I do have a question for you. Why does she keep calling it snow machine racing. We call them snowmobiles around here and I thought everyone else did also.


----------



## jmj (Feb 24, 2008)

Sorry I have not been on in a few days. I used to call them snowmobiles also when I lived in Ga but had to learn to call them snow machines up here????? I guess it's just where you leave.


----------



## COEDS (Oct 4, 2006)

I must say you live in the coldest State with the hottest Governor.I wish I thought up that tag line. ... JB


----------



## jmj (Feb 24, 2008)

Ok I have another question, I noticed that your C is cut out where cheerleader goes thru it, how do you do this? I use Corel not very good I might add but I can work my way thru things. I just received in several colors of the electric from Imprintable and can not wait to try them. Unfortuntly they got the vinyl here 2 day but not the loaner plotter, I've been waiting on it but I guess since I was sending money on the vinyl that was the important thing to them, but can't cut my new vinyl without the plotter.


----------



## jmj (Feb 24, 2008)

Yeah I guess you're right.

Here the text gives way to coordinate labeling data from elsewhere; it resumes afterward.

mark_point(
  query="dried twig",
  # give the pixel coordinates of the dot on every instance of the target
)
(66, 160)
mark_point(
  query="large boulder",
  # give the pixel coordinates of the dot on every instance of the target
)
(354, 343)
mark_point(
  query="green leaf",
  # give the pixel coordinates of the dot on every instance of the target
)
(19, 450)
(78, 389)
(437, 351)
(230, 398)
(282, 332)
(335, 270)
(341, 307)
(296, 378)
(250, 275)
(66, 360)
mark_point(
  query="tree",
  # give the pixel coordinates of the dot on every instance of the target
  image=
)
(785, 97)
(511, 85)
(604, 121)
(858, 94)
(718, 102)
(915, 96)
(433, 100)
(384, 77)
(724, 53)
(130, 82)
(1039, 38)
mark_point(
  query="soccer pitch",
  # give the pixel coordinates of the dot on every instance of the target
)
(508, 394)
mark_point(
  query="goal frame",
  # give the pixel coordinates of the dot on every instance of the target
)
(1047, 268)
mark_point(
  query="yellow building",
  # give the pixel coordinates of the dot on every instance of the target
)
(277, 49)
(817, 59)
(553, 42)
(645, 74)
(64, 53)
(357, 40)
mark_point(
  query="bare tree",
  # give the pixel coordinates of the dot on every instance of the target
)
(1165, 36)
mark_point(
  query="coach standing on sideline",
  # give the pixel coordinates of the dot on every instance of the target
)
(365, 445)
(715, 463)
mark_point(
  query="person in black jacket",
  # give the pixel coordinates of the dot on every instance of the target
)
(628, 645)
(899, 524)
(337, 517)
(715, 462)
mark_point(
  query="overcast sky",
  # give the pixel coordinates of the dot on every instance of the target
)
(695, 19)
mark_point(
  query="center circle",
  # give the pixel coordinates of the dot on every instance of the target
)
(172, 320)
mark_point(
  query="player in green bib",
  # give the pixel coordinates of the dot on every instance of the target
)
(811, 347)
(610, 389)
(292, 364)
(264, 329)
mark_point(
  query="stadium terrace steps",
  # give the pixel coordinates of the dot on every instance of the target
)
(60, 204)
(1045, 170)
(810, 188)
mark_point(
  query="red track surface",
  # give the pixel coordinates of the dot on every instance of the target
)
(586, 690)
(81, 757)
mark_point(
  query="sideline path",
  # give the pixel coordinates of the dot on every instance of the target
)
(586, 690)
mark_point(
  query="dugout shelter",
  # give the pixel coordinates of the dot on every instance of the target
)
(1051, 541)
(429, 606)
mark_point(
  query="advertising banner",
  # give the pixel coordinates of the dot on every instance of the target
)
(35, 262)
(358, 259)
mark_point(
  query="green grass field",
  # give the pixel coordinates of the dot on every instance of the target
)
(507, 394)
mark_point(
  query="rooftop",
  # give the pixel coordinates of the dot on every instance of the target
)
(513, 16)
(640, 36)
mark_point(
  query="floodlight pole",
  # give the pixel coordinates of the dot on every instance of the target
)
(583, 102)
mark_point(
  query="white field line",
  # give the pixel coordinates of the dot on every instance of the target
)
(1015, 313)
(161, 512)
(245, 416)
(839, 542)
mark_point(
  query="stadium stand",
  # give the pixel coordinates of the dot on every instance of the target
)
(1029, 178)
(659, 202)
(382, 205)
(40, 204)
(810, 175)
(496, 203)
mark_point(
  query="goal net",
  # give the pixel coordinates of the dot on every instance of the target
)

Now everyone wants a t-shirt that is made in Alaska. I have people calling from all over just to have a t-shirt made in Wasilla, one of the largest printers in Anchorage can not even keep up printing well over 500 shirts a day. If I had my replacement plotter I could join in.


----------



## gmille39 (Oct 18, 2006)

COEDS said:


> I must say you live in the coldest State with the hottest Governor.I wish I thought up that tag line. ... JB


Just create a rectangle about the size of the type. Put it over the C where the type is going to go, and then use the TRIM feature. 
Select the type, shift, then the C, then either the trim icon, or ARRANGE > SHAPING > TRIM.
It's now cut out so you can put the type inside.


----------